Acórdão nº 00736/11.0BEPRT de Tribunal Central Administrativo Norte, 03-11-2023
Data de Julgamento | 03 Novembro 2023 |
Ano | 2023 |
Número Acordão | 00736/11.0BEPRT |
Órgão | Tribunal Central Administrativo Norte |
RELATÓRIO
«AA» instaurou acção administrativa especial contra o MINISTÉRIO DA SAÚDE e as Contra interessadas «BB», «CC», «DD», «EE», «FF», «GG», «HH», «II», «JJ» e «KK», todos melhor identificados nos autos, visando impugnar o despacho da autoria do Inspector-Geral das Actividades de Saúde, de 25 de maio de 2010 pelo qual se aplicou à Autora sanção disciplinar de suspensão, graduada em 90 dias, suspensa na sua execução pelo período de um ano.

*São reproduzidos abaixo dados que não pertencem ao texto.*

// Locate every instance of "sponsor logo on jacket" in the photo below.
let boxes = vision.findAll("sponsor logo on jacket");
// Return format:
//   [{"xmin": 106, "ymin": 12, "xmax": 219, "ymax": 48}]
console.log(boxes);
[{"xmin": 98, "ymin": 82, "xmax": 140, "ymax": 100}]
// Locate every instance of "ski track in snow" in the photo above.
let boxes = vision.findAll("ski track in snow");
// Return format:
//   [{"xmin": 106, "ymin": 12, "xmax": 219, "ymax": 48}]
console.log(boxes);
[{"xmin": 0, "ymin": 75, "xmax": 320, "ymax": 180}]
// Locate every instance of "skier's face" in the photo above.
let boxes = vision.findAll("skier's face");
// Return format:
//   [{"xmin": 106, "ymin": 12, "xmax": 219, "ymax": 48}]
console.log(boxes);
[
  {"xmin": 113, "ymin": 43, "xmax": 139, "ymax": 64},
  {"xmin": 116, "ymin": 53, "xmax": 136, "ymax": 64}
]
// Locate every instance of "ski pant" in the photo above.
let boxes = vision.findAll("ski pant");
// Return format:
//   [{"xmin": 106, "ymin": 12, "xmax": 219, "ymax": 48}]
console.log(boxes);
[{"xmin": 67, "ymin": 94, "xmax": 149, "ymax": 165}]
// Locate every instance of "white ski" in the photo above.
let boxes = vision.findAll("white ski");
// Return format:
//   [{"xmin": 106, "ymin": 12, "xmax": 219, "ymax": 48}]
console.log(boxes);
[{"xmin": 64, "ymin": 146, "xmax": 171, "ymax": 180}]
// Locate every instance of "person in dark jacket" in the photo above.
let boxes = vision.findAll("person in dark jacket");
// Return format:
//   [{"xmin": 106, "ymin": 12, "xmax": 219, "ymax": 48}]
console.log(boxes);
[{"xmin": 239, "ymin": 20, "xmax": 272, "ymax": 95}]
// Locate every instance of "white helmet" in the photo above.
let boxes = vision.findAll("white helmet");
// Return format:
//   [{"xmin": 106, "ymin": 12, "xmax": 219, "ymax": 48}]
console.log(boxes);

Por decisão proferida pelo TAF do Porto foi julgada improcedente a acção.
Desta vem interposto recurso.
Alegando, a Autora formulou as seguintes conclusões:
A) QUESTÕES PRÉVIAS:
1ª A A., aquando da sua p.i. (com 287 artigos), visando a impugnação do acto administrativo, que lhe aplica a pena disciplinar de suspensão, graduada em 90 dias, suspensa na sua execução pelo período de um ano, não só arrolou prova documental, como também prova testemunhal (12 testemunhas, profissionais de saúde, conhecedores dos factos, em litígio).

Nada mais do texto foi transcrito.